I remember everything, including things the other people who participated in this or that event with me should remember but they don't, which makes me the only witness who still remembers. My mother claims that's because I don't have any serious problems and tasks to deal with which lets me concentrate on those trivial memories of trivial things and that if I lived a normal life ordinary folks do, I wouldn't have time to pay attention to them any more. But that's not true - that's just the way I am, regardless of the life I lead.
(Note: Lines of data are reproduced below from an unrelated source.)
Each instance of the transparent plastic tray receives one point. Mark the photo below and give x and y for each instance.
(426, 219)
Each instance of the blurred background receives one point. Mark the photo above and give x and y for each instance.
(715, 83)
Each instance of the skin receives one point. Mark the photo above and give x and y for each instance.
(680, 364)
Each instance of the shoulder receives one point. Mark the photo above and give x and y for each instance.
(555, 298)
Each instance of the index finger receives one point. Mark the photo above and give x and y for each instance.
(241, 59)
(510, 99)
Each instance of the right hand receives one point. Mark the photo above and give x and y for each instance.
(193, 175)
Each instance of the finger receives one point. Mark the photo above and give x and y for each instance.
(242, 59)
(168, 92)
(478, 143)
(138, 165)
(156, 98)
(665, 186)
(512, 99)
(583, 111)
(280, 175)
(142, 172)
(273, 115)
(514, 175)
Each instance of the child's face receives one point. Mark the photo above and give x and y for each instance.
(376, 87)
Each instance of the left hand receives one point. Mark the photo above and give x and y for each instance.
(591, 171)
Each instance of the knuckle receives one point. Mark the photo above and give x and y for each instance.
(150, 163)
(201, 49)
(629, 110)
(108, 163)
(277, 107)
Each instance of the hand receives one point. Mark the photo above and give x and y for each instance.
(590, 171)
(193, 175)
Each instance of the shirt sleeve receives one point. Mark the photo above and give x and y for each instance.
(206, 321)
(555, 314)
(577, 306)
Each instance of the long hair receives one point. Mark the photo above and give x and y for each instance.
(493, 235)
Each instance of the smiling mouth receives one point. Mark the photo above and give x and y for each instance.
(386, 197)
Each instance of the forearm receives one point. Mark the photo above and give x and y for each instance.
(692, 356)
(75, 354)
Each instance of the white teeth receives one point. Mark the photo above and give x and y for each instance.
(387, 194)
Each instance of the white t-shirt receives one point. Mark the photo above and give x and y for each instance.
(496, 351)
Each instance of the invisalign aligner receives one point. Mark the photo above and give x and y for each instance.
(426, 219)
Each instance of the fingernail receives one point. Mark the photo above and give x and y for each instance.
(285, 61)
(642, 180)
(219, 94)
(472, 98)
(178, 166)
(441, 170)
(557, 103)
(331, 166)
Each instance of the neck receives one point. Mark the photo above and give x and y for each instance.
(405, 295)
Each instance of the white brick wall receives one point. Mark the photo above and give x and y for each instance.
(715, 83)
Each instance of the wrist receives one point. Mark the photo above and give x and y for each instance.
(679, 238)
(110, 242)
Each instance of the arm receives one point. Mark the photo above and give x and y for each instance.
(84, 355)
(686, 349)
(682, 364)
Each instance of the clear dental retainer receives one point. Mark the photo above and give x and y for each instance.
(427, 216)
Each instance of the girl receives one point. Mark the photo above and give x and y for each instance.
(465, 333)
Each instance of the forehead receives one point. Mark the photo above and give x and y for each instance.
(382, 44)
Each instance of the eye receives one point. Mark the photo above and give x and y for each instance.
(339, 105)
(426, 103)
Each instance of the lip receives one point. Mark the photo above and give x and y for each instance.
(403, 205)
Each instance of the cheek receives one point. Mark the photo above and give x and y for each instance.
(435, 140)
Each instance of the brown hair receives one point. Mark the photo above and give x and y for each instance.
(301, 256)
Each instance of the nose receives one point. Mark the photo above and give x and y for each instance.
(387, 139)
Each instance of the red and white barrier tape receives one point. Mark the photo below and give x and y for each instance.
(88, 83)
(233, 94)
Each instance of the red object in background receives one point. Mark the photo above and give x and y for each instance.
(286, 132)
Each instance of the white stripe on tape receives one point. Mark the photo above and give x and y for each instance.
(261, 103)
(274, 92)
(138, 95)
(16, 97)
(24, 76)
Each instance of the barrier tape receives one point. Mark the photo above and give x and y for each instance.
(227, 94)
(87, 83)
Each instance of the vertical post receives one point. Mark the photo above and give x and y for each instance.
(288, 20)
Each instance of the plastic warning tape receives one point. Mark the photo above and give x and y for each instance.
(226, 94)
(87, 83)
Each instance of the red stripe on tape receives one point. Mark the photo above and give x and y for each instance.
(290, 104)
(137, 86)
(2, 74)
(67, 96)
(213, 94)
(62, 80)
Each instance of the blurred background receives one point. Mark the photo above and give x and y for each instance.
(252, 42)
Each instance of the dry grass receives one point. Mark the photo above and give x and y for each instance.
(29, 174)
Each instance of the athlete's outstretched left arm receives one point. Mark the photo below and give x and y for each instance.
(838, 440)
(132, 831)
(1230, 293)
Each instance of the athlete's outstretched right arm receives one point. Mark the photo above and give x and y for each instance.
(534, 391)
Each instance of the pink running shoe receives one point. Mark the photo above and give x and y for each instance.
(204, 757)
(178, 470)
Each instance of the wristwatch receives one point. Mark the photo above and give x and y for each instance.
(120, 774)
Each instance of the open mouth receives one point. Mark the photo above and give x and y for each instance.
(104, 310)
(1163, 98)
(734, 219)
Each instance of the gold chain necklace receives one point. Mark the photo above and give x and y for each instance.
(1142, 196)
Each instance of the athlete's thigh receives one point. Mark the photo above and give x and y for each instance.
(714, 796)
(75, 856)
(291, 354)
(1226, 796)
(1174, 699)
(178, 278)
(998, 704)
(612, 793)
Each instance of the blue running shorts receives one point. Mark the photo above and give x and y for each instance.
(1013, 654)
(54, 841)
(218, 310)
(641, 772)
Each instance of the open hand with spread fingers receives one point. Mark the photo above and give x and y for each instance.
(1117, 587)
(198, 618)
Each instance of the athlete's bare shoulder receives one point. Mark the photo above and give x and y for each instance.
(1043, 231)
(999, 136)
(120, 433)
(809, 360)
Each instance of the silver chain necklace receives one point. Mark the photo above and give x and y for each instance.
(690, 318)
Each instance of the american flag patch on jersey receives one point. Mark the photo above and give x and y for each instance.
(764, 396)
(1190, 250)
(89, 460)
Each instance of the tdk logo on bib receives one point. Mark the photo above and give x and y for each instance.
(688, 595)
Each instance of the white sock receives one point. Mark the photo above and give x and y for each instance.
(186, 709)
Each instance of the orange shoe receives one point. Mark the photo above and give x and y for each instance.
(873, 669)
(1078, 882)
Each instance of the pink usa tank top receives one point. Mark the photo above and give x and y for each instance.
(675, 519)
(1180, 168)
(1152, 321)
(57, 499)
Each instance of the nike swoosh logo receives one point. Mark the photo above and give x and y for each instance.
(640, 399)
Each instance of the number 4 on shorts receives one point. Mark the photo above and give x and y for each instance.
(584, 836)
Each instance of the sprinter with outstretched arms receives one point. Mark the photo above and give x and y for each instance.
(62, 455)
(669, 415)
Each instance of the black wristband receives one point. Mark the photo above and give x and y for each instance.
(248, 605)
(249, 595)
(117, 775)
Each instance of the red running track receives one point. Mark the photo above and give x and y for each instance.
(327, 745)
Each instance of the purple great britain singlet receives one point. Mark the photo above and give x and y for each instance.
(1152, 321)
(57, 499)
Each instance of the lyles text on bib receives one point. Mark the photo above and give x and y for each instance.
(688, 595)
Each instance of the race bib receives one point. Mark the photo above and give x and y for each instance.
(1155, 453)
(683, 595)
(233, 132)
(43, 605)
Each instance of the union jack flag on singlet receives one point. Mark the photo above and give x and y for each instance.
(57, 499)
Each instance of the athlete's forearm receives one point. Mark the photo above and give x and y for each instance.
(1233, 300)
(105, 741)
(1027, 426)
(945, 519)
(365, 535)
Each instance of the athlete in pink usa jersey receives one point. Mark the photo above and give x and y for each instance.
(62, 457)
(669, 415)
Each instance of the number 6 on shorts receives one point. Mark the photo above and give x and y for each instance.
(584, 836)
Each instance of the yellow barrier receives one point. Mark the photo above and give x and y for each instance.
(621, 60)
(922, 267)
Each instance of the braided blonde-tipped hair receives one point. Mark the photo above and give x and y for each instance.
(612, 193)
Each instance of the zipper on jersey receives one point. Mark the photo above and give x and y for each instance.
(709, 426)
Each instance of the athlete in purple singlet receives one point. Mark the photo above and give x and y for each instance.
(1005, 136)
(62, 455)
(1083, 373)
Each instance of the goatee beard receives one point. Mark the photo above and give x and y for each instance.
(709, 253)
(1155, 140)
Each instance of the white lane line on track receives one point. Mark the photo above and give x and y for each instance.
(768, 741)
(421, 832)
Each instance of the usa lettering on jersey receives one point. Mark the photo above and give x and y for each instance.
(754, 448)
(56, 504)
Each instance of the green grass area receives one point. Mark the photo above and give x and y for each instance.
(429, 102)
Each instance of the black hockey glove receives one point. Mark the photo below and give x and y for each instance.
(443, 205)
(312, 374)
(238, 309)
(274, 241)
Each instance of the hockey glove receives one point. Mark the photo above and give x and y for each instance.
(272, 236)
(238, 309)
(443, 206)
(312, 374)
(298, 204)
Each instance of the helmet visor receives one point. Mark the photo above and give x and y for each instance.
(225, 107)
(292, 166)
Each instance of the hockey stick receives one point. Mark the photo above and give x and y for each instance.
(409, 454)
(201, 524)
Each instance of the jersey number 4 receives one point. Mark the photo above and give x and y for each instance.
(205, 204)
I remember everything: at what age I started to do something or got the understanding of some issue, the names of cats belonging to my grandparents with whom we lived when I was little, situations when, as a child, I found something interesting (pretty stones, a cactus someone thrown out and left in the street, from which I took it), the day when at the age of 8 I was in a bank where mom took me and where I saw a bald guy who was sleeping in his armchair but he looked to me as if he was dead and I kept staring to check if he was going to move but he didn't and I was too embarassed to ask mom such a silly question whether he was indeed dead to her too, another day, when as a child I saw in the street something that looked like a heart and I thought it was a human one (most likely it was one of a turkey, judging by its size), fragments of conversations, that very small hole in the wall of our bathroom that was there before we got piles and which looked like a small duck, cases of my losing my toys when I was a child (just a few cases, I always took care of my things well) - in short, I have very good memories on the details of my life.